Literature DB >> 18496272

The effect of aortic valve incompetence on the hemodynamics of a continuous flow ventricular assist device in a mock circulation.

Mario A Zamarripa Garcia1, Luz A Enriquez, Walter Dembitsky, Karen May-Newman.   

Abstract

There is evidence that the incidence of aortic valve incompetence (AI) and other valvular pathologies may increase as more patients are submitted to longer periods of ventricular assist device (VAD) support. There is a need to better understand the mechanisms associated with the onset of these conditions and other possible complications related to the altered hemodynamics of VAD patients. In this study, the effect of AI on the hemodynamic response of continuous flow VAD (C-VAD) patients was measured in a mock loop over a range of pump speeds and level of native cardiac function. Our results showed that, in the presence of sufficient ventricular function, decreasing the C-VAD speed can allow a transition from series to parallel flow.

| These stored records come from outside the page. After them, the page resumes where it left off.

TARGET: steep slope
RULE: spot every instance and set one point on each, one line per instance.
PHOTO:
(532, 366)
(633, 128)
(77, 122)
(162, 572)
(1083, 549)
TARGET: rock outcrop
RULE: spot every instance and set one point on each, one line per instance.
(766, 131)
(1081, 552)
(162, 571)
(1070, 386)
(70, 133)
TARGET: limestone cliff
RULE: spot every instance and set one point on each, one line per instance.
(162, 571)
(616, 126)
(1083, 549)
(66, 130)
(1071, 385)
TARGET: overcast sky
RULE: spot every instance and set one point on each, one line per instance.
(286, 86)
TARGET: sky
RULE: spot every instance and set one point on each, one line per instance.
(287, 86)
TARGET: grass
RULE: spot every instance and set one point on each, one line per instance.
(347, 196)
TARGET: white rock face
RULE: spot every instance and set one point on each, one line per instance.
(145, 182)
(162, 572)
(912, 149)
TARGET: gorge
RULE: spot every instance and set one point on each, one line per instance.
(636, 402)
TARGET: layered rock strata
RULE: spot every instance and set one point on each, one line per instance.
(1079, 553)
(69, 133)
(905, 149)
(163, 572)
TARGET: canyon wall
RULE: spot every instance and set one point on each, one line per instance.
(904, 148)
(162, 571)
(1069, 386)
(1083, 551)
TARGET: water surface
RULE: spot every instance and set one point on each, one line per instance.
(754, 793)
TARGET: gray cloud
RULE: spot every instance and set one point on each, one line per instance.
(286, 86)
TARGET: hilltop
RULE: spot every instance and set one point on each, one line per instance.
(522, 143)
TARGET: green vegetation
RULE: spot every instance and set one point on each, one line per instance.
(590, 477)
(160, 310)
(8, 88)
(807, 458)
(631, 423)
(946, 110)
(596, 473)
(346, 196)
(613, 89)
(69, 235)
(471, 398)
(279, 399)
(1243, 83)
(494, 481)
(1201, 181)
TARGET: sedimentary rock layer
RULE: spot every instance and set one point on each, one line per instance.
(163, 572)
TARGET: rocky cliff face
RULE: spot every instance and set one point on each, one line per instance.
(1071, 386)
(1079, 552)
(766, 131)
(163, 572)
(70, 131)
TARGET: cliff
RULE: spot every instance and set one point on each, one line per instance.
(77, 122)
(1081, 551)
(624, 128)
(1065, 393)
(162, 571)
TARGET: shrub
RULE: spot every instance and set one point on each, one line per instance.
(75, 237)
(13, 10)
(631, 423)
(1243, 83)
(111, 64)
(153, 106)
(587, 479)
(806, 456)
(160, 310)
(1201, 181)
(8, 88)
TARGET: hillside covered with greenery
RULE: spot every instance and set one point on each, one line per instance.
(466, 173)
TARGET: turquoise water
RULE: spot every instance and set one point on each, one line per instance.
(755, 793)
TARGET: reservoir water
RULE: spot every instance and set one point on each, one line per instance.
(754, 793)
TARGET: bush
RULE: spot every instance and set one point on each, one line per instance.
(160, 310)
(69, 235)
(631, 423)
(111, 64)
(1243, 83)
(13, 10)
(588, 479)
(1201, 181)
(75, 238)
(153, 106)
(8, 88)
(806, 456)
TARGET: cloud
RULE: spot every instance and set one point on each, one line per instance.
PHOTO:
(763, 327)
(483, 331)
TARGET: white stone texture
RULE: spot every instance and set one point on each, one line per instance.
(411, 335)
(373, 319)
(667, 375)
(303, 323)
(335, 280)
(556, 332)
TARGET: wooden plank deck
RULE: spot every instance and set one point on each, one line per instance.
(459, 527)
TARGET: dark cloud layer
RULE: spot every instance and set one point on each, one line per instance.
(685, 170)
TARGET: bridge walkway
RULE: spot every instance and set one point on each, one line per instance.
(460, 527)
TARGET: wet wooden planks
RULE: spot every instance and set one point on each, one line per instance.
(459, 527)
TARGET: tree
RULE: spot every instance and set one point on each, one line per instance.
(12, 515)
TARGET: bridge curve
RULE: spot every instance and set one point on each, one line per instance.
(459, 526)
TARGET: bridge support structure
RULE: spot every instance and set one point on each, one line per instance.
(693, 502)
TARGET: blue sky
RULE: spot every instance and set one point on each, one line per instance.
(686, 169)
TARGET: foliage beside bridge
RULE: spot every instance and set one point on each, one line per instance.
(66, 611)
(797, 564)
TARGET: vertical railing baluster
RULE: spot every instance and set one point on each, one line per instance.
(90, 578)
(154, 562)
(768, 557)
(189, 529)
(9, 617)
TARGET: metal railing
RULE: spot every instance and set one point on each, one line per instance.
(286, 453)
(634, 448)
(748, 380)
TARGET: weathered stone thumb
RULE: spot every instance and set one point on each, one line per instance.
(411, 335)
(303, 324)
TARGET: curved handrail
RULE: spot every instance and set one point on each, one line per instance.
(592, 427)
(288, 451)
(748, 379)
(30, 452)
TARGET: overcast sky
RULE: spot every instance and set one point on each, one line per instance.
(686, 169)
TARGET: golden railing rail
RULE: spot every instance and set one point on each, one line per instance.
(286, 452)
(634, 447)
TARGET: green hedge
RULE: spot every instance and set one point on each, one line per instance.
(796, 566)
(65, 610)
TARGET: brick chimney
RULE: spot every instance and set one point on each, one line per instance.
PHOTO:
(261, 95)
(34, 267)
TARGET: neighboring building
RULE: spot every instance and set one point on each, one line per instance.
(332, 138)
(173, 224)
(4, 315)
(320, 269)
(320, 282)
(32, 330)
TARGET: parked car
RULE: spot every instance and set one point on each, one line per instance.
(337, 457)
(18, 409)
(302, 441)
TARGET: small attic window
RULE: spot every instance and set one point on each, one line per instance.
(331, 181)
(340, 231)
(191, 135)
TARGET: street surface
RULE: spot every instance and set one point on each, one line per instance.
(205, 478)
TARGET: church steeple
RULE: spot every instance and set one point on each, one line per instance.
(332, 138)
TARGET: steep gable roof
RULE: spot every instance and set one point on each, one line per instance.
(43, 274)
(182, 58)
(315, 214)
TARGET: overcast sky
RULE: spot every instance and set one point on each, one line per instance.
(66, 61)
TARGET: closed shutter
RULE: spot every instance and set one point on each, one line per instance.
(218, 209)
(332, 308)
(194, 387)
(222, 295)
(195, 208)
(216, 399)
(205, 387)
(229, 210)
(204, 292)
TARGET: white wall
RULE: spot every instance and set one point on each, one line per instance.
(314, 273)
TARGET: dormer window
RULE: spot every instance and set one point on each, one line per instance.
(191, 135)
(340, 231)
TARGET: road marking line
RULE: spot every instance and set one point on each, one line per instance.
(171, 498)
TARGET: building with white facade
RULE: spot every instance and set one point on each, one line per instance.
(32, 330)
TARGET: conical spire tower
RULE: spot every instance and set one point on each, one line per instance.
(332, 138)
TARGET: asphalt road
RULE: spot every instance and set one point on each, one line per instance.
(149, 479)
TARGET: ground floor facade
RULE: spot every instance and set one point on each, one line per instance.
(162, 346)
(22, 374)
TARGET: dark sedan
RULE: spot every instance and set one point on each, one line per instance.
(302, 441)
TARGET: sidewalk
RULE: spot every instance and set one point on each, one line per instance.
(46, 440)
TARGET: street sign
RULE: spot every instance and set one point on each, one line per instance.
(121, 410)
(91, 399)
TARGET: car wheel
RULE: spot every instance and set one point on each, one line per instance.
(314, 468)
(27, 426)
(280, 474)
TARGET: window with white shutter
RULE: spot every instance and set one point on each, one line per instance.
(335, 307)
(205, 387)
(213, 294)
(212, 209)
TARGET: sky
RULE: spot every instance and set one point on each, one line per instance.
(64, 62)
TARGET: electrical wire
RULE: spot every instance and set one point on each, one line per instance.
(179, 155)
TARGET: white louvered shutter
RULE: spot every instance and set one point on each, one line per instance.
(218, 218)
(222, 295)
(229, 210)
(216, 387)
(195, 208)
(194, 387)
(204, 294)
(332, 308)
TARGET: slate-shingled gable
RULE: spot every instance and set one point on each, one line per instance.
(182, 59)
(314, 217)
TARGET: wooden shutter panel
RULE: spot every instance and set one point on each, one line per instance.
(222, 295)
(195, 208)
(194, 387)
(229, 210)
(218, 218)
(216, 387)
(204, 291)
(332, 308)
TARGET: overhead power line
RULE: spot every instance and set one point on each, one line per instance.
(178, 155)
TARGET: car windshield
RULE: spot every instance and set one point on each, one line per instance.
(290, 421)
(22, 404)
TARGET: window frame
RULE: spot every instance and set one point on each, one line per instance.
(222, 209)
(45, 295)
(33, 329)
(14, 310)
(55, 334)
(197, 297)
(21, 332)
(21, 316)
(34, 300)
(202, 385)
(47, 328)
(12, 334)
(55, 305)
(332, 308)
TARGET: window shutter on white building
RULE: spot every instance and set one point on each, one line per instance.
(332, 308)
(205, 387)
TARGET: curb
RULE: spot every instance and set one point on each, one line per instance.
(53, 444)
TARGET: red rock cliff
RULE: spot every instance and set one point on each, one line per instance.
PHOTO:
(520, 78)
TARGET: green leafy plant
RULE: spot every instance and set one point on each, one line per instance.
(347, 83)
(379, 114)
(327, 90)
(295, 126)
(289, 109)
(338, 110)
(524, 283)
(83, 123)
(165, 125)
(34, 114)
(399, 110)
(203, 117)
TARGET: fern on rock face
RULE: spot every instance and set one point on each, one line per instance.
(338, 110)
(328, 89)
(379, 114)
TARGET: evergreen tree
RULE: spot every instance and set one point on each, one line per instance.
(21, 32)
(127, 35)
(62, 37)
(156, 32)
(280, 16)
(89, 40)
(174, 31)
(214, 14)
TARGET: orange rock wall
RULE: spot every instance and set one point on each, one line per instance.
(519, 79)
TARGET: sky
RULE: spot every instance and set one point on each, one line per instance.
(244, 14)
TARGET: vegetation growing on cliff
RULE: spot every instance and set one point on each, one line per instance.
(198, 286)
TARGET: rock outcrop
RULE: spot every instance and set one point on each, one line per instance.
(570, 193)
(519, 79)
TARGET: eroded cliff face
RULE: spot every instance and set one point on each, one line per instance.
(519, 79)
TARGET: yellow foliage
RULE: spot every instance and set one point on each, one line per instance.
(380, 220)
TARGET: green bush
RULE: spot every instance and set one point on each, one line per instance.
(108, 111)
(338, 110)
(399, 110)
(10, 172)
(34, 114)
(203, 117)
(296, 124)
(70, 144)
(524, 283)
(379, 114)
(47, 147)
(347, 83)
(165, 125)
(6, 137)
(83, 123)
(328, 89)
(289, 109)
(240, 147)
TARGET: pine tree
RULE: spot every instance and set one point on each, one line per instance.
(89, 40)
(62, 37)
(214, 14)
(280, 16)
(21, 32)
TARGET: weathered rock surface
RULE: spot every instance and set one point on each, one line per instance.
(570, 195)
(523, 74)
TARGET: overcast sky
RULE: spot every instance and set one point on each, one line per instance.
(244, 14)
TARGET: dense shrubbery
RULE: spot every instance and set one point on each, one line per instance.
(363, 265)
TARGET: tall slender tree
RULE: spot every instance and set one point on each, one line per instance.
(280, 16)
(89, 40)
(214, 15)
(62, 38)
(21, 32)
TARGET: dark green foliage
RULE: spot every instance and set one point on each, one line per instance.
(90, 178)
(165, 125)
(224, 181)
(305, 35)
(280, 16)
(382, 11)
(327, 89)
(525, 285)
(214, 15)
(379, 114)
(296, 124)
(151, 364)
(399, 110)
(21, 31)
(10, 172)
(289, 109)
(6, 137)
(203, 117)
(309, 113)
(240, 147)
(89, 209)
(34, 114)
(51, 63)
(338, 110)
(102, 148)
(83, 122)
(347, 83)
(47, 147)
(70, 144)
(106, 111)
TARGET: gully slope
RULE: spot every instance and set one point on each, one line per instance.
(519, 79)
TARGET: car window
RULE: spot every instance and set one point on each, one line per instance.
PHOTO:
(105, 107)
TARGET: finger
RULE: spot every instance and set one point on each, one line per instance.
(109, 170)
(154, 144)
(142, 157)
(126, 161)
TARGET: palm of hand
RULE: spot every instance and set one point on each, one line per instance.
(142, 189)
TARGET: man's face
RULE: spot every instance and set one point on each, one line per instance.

Our study demonstrated that AI reduces the aortic pressure and flow when system impedance is unchanged. AI produces wasteful recirculation that substantially increases the pump work and decreases systemic perfusion, in particular during series flow conditions coupled with higher C-VAD speeds. The hematologic consequence of this regurgitant flow is a much higher exposure to shear for the blood, increasing the likelihood of hemolysis and thrombosis. While a certain degree of AI can be tolerated by a heart with good cardiac function, the consequences of AI for patients with VADs and poor cardiac function are much greater. Valve dysfunction in VAD patients may be related to structural changes in the tissue induced by altered biomechanics and excessive stress.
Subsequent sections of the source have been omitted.